Most graduate students in the sciences do not pay tuition. Instead, universities waive their tuition and pay them an annual stipend in exchange for teaching and conducting research. The stipends vary, but they are generally between $20,000 and $35,000. Students pay income tax on only the stipend; Section 1204 of the House tax reform bill redefines the tuition waivers as taxable income too.
Roughly 145,000 graduate students received tuition waivers in the 2011-2012 academic year, according to the American Council on Education, a nonprofit organization that advocates for federal policy supporting higher education. Close to 60 percent of the students are in science, technology, engineering or math (STEM), according to the organization.
But the money from the tuition waiver never passes through students’ hands, so counting it as income doesn’t make sense, says Abigail Novick Hoskin, a neuroscience graduate student in the labs of Jonathan Cohen and Kenneth Norman at Princeton University. “It’s not like we [get] that money and choose to spend it on tuition,” she says.
At private universities such as Princeton, where tuition is about $50,000 per year and a typical stipend is $34,000, the new accounting would tax the total of $84,000, instead of just the stipend, as income. A graduate student would pay about $14,000 in federal taxes on this new total instead of the roughly $3,000 owed under current law.
“It’s just ridiculous,” says Madeline Williams, a graduate student in Emanuel DiCicco-Bloom’s lab at Rutgers University in New Brunswick, New Jersey. “It would significantly lower how much money [we] make, so it would make it really difficult to keep going.”

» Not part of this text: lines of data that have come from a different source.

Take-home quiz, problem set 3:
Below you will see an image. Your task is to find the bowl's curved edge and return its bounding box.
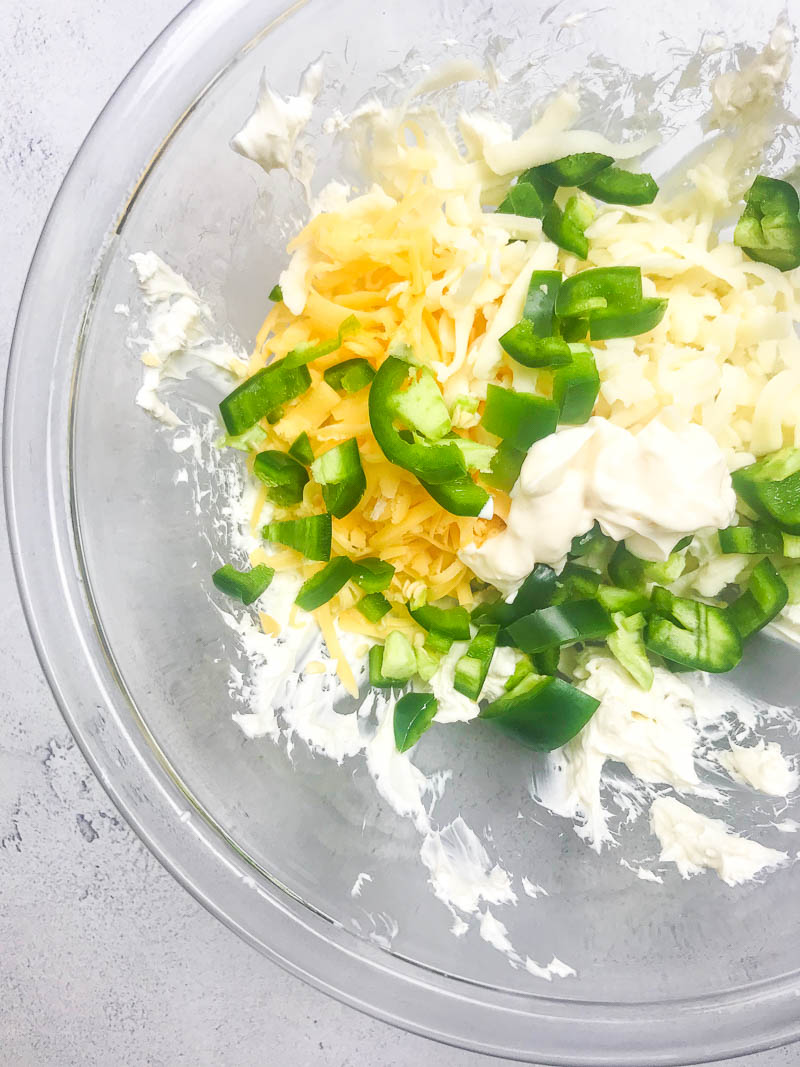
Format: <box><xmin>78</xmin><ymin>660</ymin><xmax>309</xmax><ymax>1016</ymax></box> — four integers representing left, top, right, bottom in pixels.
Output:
<box><xmin>2</xmin><ymin>0</ymin><xmax>800</xmax><ymax>1067</ymax></box>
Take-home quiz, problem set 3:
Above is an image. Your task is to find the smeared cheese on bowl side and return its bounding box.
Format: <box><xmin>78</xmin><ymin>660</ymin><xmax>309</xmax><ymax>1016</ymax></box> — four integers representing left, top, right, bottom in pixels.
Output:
<box><xmin>125</xmin><ymin>26</ymin><xmax>800</xmax><ymax>981</ymax></box>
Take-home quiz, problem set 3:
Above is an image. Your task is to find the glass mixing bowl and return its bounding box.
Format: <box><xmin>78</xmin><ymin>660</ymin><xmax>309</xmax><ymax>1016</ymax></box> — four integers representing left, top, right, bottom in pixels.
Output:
<box><xmin>4</xmin><ymin>0</ymin><xmax>800</xmax><ymax>1065</ymax></box>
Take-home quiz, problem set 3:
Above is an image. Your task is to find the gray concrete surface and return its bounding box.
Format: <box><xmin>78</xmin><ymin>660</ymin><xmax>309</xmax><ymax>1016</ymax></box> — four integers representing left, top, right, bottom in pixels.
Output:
<box><xmin>0</xmin><ymin>0</ymin><xmax>800</xmax><ymax>1067</ymax></box>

In addition to taxing tuition waivers, the bill revokes students’ ability to deduct the interest on their student loans from their taxes. It also eliminates a tax credit — a set amount that students can subtract from their taxes. And it eliminates the tuition discounts that universities often offer employees and their families.
The bill is “very anti-university,” says Samantha Hernandez, legislative director of the National Association of Graduate-Professional Students. The financial burden would hit low-income and minority students especially hard, she adds, because they often lack the family financial support that could help cover the difference for students from more affluent families.
“The communities that are going to be most affected by this are the communities that are not always well included to begin with,” she says.
The tax hike would be smaller for students at state universities, where tuition is lower, and larger for international students, whose tuition is generally higher. Not all universities would be affected. For example, Cornell University in Ithaca, New York, classifies tuition aid as scholarships, which would remain untaxed.
Since the bill was introduced on 2 November, many universities have sent mass emails to students and faculty, asking them to call on their Congressional representatives to advocate against the tuition waiver provision. A public letter signed on 14 November by 45 scientific societies, including the American Association for the Advancement of Science and the Society for Neuroscience, argues that the provision would hobble innovation in science and technology.
“Repealing the very provisions that allow graduate students to continue to study in critical STEM fields means that we will be shutting the door on new opportunities for discovery, exploration and innovation,” the letter states.
The Senate is expected to vote on its own draft of the tax reform bill, which does not contain these provisions, the week of 27 November. The two versions of the bill must be reconciled before the final law would take effect in 2018.